* when: Saturday, October 30, 2004
* where: The Georgia Tech Student Centre Theatre
* who: pt suresh talwalkar (tabalaa: tuned in the lower register giving us the effect of a pakhaawaj), ramdas palsule (tabalaa), sameer dubley (vocal), pt sudhir phadke (sitar)
miscellaneous highlights
* sameer dubley, the speaker for the group, noted that the introductions were the shortest that they had had on this tour
* he also introduced the pieces presented (the best I have seen since I started attending the ICMS concerts), and also provided explanations about the different improvisations attempted
* he also noted the uniqueness of using vocal (instead of saara.ngii) to accompany tabalaa performances
the programme
1. excursions in diipacha.ndii taal with vocal/sitaar melody in raag yaman, which included anaaghaats, and taal improvisations by dividing the beat cycle into 8 and then later into 6 {while the spinal melody and rhythm maintain the 14-beat cycle}
2. improvisations in drut ek taal with the melody in raag shyaam kalyaan
INTERMISSION: wherein CDs by the artists (including Pt Talwalkar's Taal Kalpana produced at Shivaranjani Studios in Pune, and Dubley's 2-disc instruction to raags)
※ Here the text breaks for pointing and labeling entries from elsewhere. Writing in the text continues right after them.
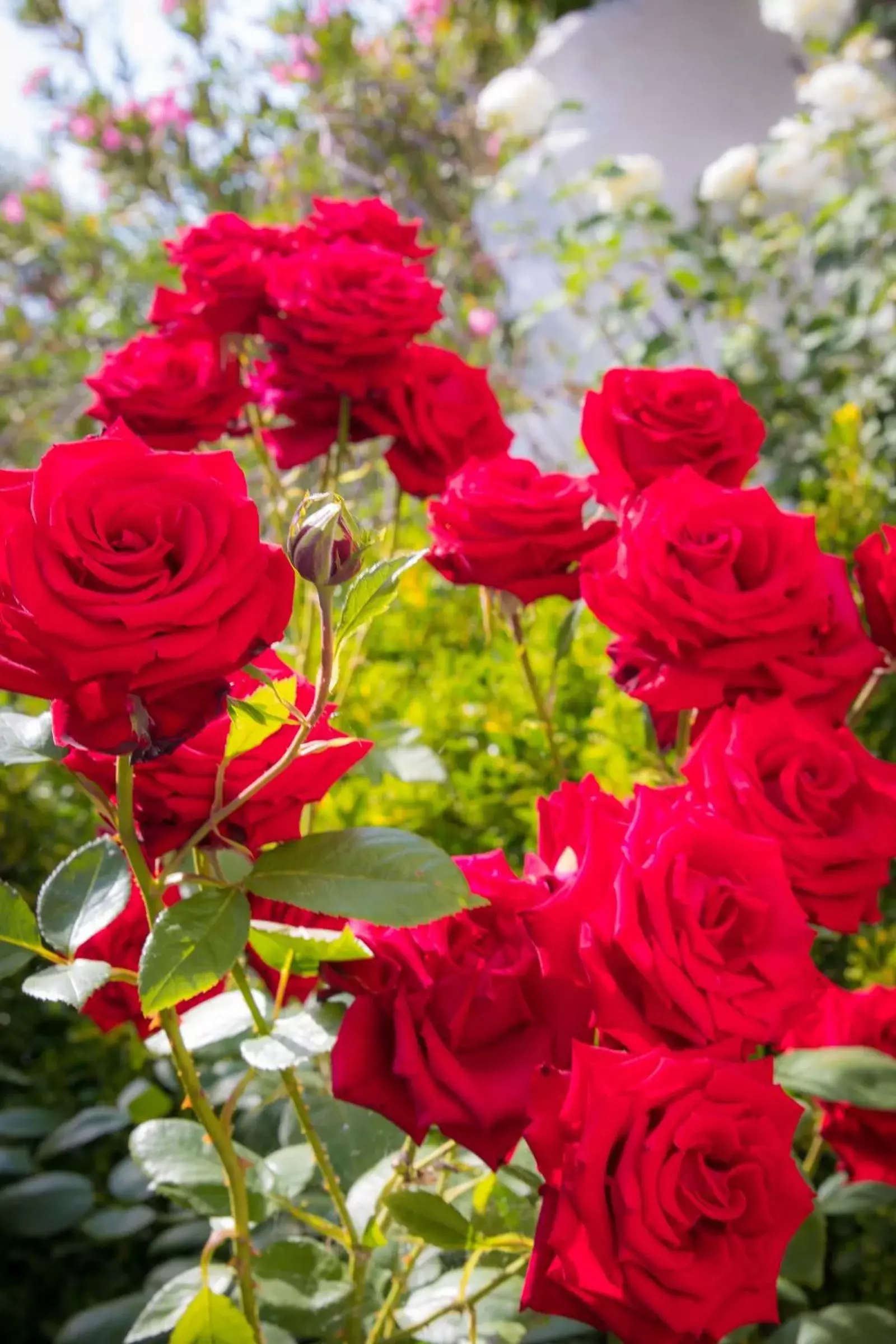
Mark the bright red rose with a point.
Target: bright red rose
(671, 1194)
(814, 790)
(504, 525)
(347, 312)
(225, 264)
(175, 794)
(718, 593)
(647, 422)
(137, 582)
(440, 412)
(120, 944)
(175, 391)
(864, 1140)
(696, 937)
(368, 221)
(449, 1023)
(876, 575)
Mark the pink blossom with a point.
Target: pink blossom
(481, 321)
(12, 210)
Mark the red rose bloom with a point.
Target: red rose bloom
(175, 794)
(137, 582)
(122, 944)
(814, 790)
(175, 391)
(647, 422)
(440, 412)
(671, 1194)
(876, 575)
(864, 1140)
(719, 593)
(368, 221)
(504, 525)
(449, 1022)
(225, 268)
(347, 312)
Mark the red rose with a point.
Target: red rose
(449, 1023)
(136, 585)
(718, 593)
(347, 312)
(368, 221)
(175, 794)
(120, 944)
(876, 575)
(647, 422)
(814, 790)
(864, 1140)
(225, 268)
(175, 391)
(696, 937)
(440, 412)
(671, 1194)
(504, 525)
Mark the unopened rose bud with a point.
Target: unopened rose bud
(323, 545)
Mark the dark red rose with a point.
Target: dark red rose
(175, 794)
(647, 422)
(718, 593)
(225, 269)
(504, 525)
(440, 412)
(864, 1140)
(368, 221)
(120, 944)
(347, 312)
(175, 391)
(671, 1194)
(137, 582)
(449, 1023)
(691, 935)
(876, 575)
(814, 790)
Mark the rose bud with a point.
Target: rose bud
(323, 545)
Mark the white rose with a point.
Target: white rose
(801, 19)
(843, 92)
(519, 101)
(640, 175)
(731, 176)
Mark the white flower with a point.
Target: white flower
(731, 176)
(801, 19)
(843, 92)
(519, 101)
(638, 175)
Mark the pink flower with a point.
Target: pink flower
(12, 210)
(481, 321)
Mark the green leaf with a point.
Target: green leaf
(110, 1225)
(193, 946)
(18, 925)
(855, 1074)
(432, 1218)
(88, 1126)
(83, 895)
(72, 984)
(804, 1260)
(27, 738)
(213, 1319)
(378, 874)
(372, 593)
(258, 717)
(274, 942)
(45, 1205)
(166, 1308)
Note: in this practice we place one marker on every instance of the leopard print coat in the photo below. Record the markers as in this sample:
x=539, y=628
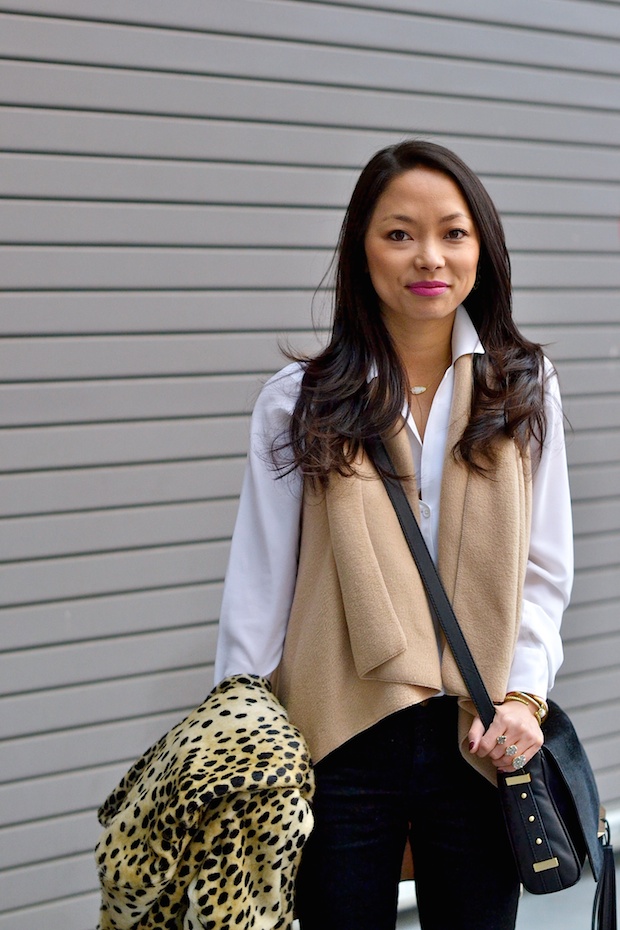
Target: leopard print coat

2. [sudhir phadke on sitaar; ramdas palsule on tabalaa] Short and light exercises in improvisation: the first in raag maa.Nj khamaaj {alaap; gat in diip cha.ndii} and the second in raag rasiyaa {madhya and drut in tiin taal}. During the end of the presentation, sudhir phadke (who almost inhumanly remained as a paradigm of time during all the crazy temporal percussive adventures during the show) recovered seamlessly from several pitfalls including a string breaking off and a string going ever-so out-of-tune during a furious pre-coda riff-o-rama (he effortlessly switched to another riff)
4. all the performers returned to the stage to present two compositions in raag bhairavii {where the vocalist was denied room to improvise}. The first composition (bhavaanii) was in jhap taal (10 beats) and the second (jaa jaa re jaa) in drut tiin taal.
Both Pt Talwalkar and Ramdas Palsule participated vocally with counts, bols, and even singing along with the vocalist on occasion. It was evident that everyone on stage was enjoying the improvisations and Pt Suresh Talwalkar's exhuberant frenzies on stage were a sight -- he was all pumped up like a dancer restricted by the need to sit cross-legged. This performance ranks right up there with (and might even supersede) splendid percussive coda last year.